How would you find the convexity of something like the following?
$$S = \{(P_{mn}, Q_{mn}, v_m, l_{mn}):P^2_{mn}+Q^2_{mn}=v_ml_{mn}\}$$
where $v_m > 0$ and $l_{mn} \geq 0$. How would you apply the definition of convexity to this?
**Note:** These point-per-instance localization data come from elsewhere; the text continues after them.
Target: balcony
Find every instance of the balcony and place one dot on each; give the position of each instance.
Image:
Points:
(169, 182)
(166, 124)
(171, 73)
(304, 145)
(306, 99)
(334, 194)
If $(P_{mn}, Q_{mn}, v_m, l_{mn})$ and $(P'_{mn}, Q_{mn}', v'_m, l'_m)$ are in $S$. Then for an arbitrary $\lambda\in (0,1)$, we need to check whether $$(\lambda P_{mn}+(1-\lambda)P'_{mn},\lambda Q_{mn}+(1-\lambda)Q'_{mn}, \lambda v_{m}+(1-\lambda)v'_{m} , \lambda l_{mn}+(1-\lambda)l'_{mn})\in S,$$ or more explicitly, whether $$[\lambda P_{mn}+(1-\lambda)P'_{mn}]^2+[\lambda Q_{mn}+(1-\lambda)Q'_{mn}]^2=[\lambda v_{m}+(1-\lambda)v'_{m}][ \lambda l_{mn}+(1-\lambda)l'_{mn}],$$ or equivalently, whether \begin{equation}2(P_{mn}P'_{mn}+Q_{mn}Q'_{mn})=v_ml'_{mn}+v'_ml_{mn}.\,\,\,\,\,\,\,\,(*)\end{equation} Then it is easy to see that $S$ is not convex, as for any $v_m,l_{mn}>0$, we have $$(\sqrt{v_ml_{mn}}, 0, v_m, l_{mn}), (0,\sqrt{v_ml_{mn}}, v_m, l_{mn})\in S.$$ But plug these two points back to $(*)$, it is easy to see that the LHS $=0$ but the RHS is strictly positive.